We collected participants’ baseline data, including age, gender, weight, and duration of FM. The two groups had no statistical difference in the baseline data of patients with fibromyalgia. Analysis was completed according to the original assigned groups (Table 1).

Table 1. Comparison of baseline data between the 2 groups.

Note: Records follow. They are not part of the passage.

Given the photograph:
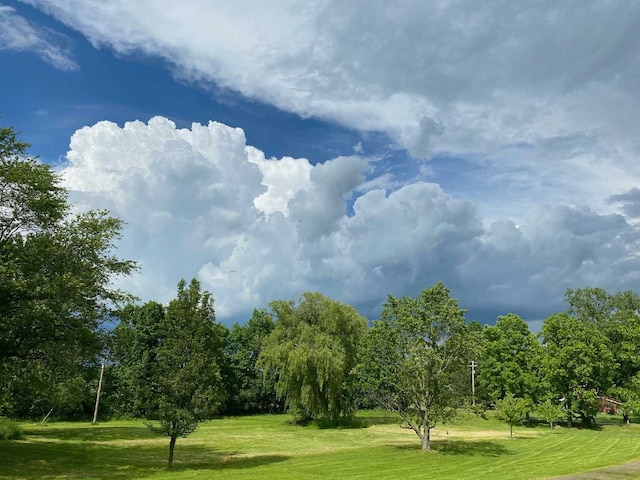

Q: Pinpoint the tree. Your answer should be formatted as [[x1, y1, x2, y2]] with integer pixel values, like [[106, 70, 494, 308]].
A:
[[110, 301, 165, 418], [496, 393, 529, 438], [223, 309, 283, 413], [0, 123, 135, 416], [259, 292, 367, 422], [538, 399, 564, 430], [141, 279, 222, 468], [360, 283, 468, 450], [480, 313, 542, 403], [542, 313, 614, 426]]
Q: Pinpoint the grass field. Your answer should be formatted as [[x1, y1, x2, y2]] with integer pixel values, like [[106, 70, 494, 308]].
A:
[[0, 412, 640, 480]]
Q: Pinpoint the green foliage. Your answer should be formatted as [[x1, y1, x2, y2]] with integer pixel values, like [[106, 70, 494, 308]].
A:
[[107, 302, 165, 418], [542, 313, 614, 426], [0, 417, 23, 440], [139, 279, 223, 468], [496, 393, 530, 437], [479, 313, 542, 403], [259, 292, 366, 422], [0, 123, 135, 416], [223, 309, 284, 413], [537, 399, 564, 430], [360, 283, 468, 450]]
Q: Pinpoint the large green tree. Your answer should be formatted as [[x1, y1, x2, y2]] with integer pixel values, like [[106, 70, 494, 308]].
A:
[[147, 279, 224, 468], [105, 301, 165, 418], [360, 283, 469, 450], [542, 313, 614, 426], [0, 123, 135, 416], [480, 313, 542, 404], [260, 292, 367, 422]]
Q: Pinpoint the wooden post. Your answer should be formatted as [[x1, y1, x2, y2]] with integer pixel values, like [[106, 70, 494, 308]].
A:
[[469, 360, 478, 405], [91, 358, 104, 425]]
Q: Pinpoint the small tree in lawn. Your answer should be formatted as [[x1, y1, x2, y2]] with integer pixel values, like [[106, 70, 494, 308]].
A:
[[496, 393, 529, 438], [359, 283, 468, 451], [538, 399, 564, 430], [149, 279, 223, 468]]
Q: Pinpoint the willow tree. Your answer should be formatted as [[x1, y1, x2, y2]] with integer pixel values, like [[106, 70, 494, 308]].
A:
[[260, 292, 367, 422], [360, 283, 468, 450]]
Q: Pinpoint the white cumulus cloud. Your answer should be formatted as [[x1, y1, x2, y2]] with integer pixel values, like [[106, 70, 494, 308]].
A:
[[62, 117, 640, 321]]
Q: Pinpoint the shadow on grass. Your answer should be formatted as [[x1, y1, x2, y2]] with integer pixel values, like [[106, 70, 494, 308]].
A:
[[24, 423, 158, 442], [396, 440, 513, 457], [0, 440, 288, 480]]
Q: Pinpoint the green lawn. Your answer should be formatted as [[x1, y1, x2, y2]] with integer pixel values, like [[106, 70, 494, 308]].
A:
[[0, 412, 640, 480]]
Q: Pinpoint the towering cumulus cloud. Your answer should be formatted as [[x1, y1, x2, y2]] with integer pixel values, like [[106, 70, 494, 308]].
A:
[[63, 117, 640, 321]]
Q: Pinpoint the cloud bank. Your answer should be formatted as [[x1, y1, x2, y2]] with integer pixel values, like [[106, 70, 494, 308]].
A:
[[62, 117, 640, 322], [22, 0, 640, 221]]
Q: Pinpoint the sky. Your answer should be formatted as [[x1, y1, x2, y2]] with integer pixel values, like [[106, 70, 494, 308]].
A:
[[0, 0, 640, 329]]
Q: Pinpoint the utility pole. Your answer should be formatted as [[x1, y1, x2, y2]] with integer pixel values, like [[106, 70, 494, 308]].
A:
[[91, 358, 104, 425], [469, 360, 478, 405]]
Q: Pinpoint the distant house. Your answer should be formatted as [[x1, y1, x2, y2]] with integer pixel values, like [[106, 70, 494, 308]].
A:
[[598, 397, 622, 415]]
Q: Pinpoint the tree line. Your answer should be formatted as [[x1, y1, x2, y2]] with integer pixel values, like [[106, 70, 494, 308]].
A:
[[0, 124, 640, 464]]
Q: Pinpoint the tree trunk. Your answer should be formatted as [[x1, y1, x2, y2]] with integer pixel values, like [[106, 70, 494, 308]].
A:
[[422, 425, 431, 452], [167, 435, 178, 468]]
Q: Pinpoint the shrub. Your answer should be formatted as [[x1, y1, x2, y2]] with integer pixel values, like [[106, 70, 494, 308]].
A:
[[0, 418, 22, 440]]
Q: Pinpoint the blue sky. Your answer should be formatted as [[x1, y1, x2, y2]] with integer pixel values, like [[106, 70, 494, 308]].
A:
[[0, 0, 640, 328]]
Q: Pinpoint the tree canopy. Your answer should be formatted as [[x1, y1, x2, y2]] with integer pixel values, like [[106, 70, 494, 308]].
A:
[[361, 283, 468, 450], [260, 292, 367, 422], [0, 123, 135, 416]]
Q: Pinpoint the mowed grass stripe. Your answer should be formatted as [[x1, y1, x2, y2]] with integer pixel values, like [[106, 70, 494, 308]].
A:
[[0, 412, 640, 480]]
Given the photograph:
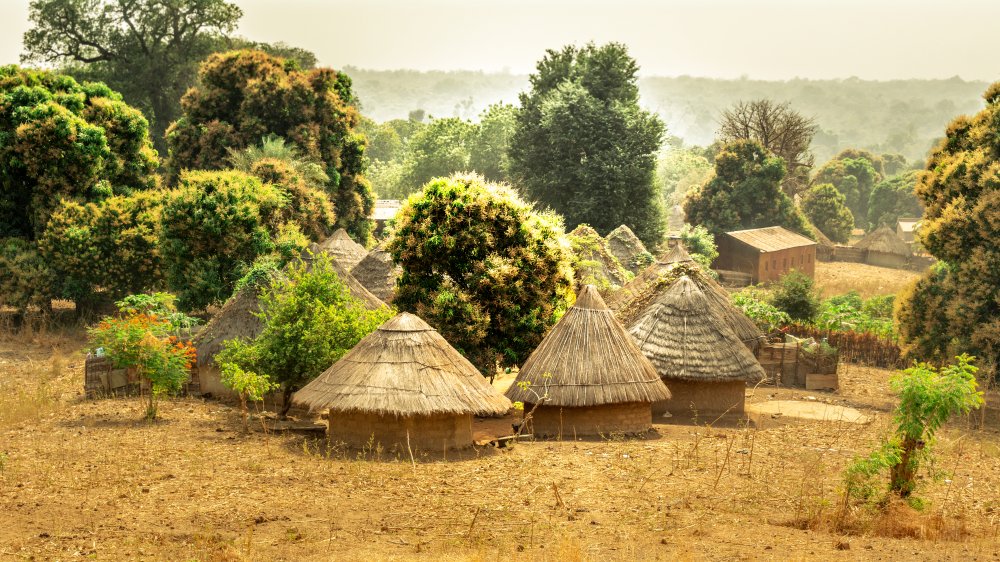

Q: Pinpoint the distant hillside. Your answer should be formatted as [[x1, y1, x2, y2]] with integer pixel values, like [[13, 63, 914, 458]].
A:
[[344, 67, 988, 163]]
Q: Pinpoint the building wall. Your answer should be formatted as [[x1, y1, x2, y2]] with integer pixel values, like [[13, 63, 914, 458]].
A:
[[713, 235, 816, 283], [327, 404, 472, 451], [524, 402, 653, 439], [652, 379, 746, 419]]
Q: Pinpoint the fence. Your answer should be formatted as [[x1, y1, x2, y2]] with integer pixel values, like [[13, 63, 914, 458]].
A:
[[788, 324, 904, 369]]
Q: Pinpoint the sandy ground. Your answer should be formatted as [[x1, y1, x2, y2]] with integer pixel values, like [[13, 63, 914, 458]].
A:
[[0, 330, 1000, 560]]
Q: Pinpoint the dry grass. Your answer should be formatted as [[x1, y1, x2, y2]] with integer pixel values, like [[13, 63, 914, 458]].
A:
[[0, 334, 1000, 560], [816, 262, 920, 299]]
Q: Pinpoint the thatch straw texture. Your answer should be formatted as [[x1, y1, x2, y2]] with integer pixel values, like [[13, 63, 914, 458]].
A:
[[854, 225, 913, 257], [293, 312, 511, 416], [566, 224, 632, 289], [608, 262, 763, 352], [507, 285, 670, 407], [629, 275, 764, 384], [191, 285, 264, 368], [607, 224, 653, 273], [319, 228, 368, 271], [351, 245, 402, 302]]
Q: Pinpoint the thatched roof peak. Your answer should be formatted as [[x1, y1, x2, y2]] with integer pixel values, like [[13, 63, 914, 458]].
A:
[[293, 312, 511, 416], [629, 275, 764, 384], [507, 285, 670, 407]]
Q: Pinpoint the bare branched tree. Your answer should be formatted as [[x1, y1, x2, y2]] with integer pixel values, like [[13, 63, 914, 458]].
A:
[[718, 99, 817, 196]]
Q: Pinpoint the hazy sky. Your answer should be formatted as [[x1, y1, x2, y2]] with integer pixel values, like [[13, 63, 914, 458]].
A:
[[0, 0, 1000, 81]]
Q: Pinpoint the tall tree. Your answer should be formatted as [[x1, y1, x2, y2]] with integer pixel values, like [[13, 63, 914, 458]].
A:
[[167, 51, 375, 242], [684, 140, 808, 236], [22, 0, 243, 150], [510, 43, 664, 246], [718, 99, 817, 196], [897, 82, 1000, 373]]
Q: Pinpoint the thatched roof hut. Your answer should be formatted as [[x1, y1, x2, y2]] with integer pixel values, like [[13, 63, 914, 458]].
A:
[[293, 312, 511, 449], [351, 244, 402, 302], [608, 260, 764, 353], [319, 228, 368, 271], [628, 275, 764, 412], [607, 224, 653, 273], [507, 285, 670, 435], [566, 224, 632, 291]]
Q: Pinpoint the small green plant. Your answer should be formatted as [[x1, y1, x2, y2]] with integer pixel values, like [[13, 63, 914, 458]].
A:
[[844, 354, 983, 505]]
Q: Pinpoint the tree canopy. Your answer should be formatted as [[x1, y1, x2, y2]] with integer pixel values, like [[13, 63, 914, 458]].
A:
[[510, 43, 664, 246], [386, 171, 572, 376], [684, 140, 808, 236], [167, 51, 375, 242]]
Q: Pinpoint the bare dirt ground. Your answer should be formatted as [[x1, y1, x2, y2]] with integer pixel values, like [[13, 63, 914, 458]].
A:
[[816, 262, 920, 299], [0, 328, 1000, 560]]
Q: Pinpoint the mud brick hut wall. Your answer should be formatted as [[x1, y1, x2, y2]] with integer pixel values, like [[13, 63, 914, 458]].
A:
[[327, 410, 472, 451], [713, 227, 816, 283], [524, 402, 653, 439]]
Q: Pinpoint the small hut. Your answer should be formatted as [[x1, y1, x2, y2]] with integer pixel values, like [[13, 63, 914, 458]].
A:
[[566, 224, 632, 292], [507, 285, 670, 436], [351, 244, 402, 302], [191, 252, 385, 396], [854, 225, 913, 268], [629, 275, 764, 415], [606, 224, 653, 274], [292, 312, 511, 451], [319, 228, 368, 271]]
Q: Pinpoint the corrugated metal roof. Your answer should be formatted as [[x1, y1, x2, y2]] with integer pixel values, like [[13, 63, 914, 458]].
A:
[[726, 226, 816, 252]]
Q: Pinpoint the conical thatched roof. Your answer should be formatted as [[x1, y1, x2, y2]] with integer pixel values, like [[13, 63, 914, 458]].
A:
[[854, 225, 913, 257], [351, 245, 402, 302], [566, 224, 632, 289], [293, 312, 511, 416], [319, 228, 368, 271], [629, 275, 764, 384], [607, 224, 653, 273], [191, 284, 264, 367], [192, 248, 385, 367], [507, 285, 670, 407]]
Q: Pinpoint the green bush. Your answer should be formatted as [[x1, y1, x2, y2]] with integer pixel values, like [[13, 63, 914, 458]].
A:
[[771, 270, 819, 322], [216, 254, 392, 416], [386, 175, 572, 376]]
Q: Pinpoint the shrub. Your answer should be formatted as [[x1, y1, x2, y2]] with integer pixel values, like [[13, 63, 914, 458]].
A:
[[216, 254, 392, 416], [771, 270, 819, 322], [386, 171, 572, 375]]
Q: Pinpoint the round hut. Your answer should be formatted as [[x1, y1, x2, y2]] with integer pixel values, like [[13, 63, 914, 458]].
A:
[[507, 285, 670, 437], [629, 275, 764, 415], [351, 244, 402, 302], [854, 225, 913, 269], [319, 228, 368, 271], [191, 247, 385, 396], [292, 312, 511, 451], [607, 224, 653, 274], [608, 253, 764, 354]]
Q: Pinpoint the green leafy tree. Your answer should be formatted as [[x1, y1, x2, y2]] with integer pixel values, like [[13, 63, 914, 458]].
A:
[[469, 103, 517, 181], [771, 270, 819, 322], [800, 183, 854, 244], [160, 171, 307, 310], [684, 141, 807, 236], [868, 170, 924, 228], [167, 51, 375, 243], [22, 0, 243, 151], [386, 175, 572, 375], [813, 149, 882, 229], [897, 83, 1000, 373], [718, 99, 817, 196], [510, 43, 664, 247], [217, 254, 392, 416]]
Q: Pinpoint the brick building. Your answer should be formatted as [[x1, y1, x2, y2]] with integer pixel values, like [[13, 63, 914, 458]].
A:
[[507, 285, 670, 438], [712, 226, 816, 283]]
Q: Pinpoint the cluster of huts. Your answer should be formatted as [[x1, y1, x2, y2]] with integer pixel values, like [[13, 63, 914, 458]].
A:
[[178, 225, 764, 450]]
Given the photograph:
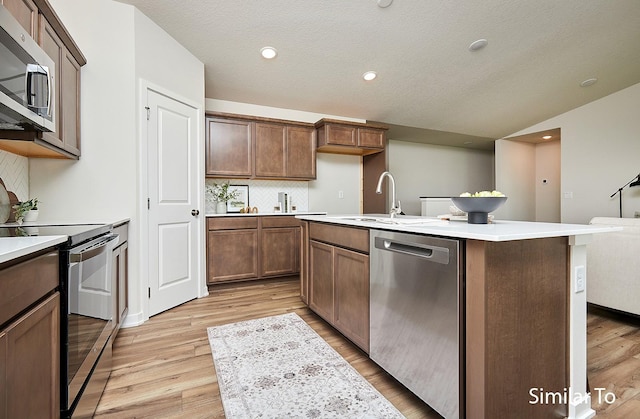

Demographic characteristics	Supervision group	Unsupervised group	P value
Age (years), mean (SD)	41.38 (11.22)	41.90 (10.79)	.85
Gender (male:female)	14:26	15:25	.82
Weight (kg), mean (SD)	57.69 (9.13)	60.23 (9.22)	.17
Disease duration (years), mean (SD)	3 (1)	3 (2)	.48

Comparison of Outcomes at T0, T1, and T3 Between the 2 Groups

Compared with T0, the WPI, SSS, and BPI (pain on average, least pain in past 24 h, pain right now) scores of the 2 groups of patients with fibromyalgia at T1 were significantly lower. Compared with T0, the WPI, SSS, BPI (pain on average, worst pain in past 24 h, least pain in past 24 h, pain right now), and FIQ scores of the 2 groups of patients with fibromyalgia at T3 were significantly lower. The WPI, SSS, BPI (pain on average, worst pain in past 24 h, pain right now), and PSQI scores of the 2 groups at T3 were significantly lower than at T1. There was no significant difference in outcome measures at the time points not mentioned above. The average pain scores at T1 and T3 were lower in the supervised group than in the unsupervised group. The worst pain scores in the past 24 hours at T1 and T3 were lower in the supervised group than in the unsupervised group. The scores for least pain in the past 24 hours and pain right now at T0, T1, and T3 were lower in the supervised group than in the unsupervised group. The WPI score at T3 was lower in the supervised group than in the unsupervised group. The SSS scores at T1 and T3 were lower in the supervised group than in the unsupervised group. The PSQI score at T1 and T3 was lower in the supervised group than in the unsupervised group. However, after Bonferroni correction, the significant differences in some of the data between the 2 groups of patients at different time points were no longer statistically significant (P≥.05; Tables 2 and 3, Figure 3).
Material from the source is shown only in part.